League of Denial put much of its focus on famed Pittsburgh Steelers player Mike Webster, known as one of the toughest players to ever play in the professional league. Later in his life, Webster began to experience all of the tell-tale signs of severe brain damage before succumbing to a heart attack at age 50. After his death, Webster underwent an autopsy where he was found to have Chronic Traumatic Encephalopathy, a neurodegenerative disorder associated with memory loss, behavioral problems, anxiety, depression, and numerous other severe physical and mental problems.

It is unclear exactly how League of Denial will be making its way to the screen, as a partnership with Abu Dhabi-based Image Nation allowed the production company to secure the rights without a studio in line to begin production. Parkes/MacDonald Productions partners Walker Parkes and Laurie MacDonald hope to begin meeting with writers and filmmakers to determine whether the project is more suited as a pay cable special feature or a full-length theatrical release.

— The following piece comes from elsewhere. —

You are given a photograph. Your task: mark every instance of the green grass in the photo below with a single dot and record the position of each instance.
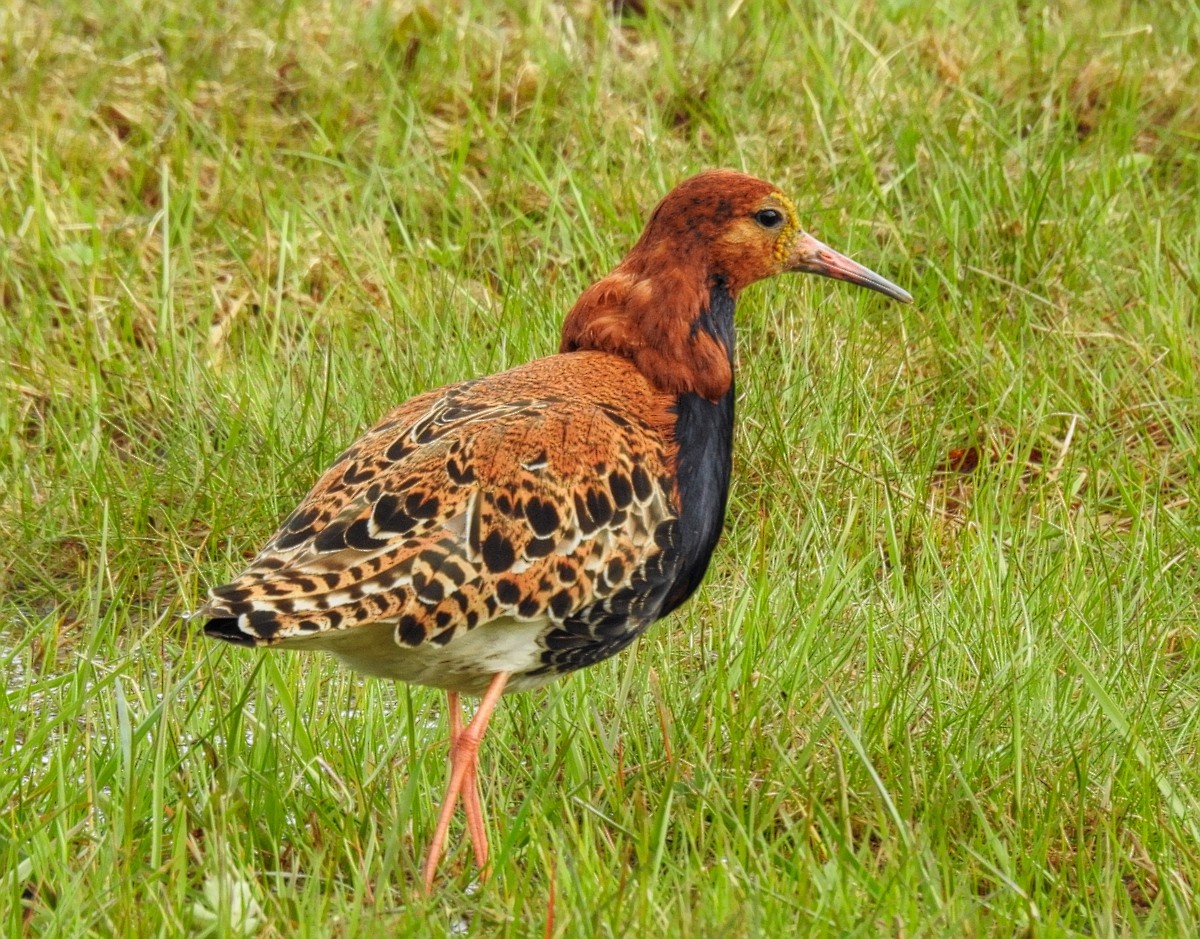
(943, 677)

Parkes/MacDonald began its partnership with Image Nation in 2009, and they have already received acclaim for their first release I Am Malala, a feature documentary about Malala Yousafzai, the young Pakistani woman who received the UN human rights prize for her acts in promoting education for girls in her country, which ultimately led to an aassassinationattempt by the Taliban. Since then she has been nominated for the Nobel Peice Prize and has toured the world speaking out for her cause.

No matter how the project ends up being seen, film projects like it and Ridley Scott’s project are undoubtedly poised to reach a portion of the public which has so far been unphased by the research and journalistic efforts to increase awareness of the dangers of repeated concussions and traumatic brain injuries.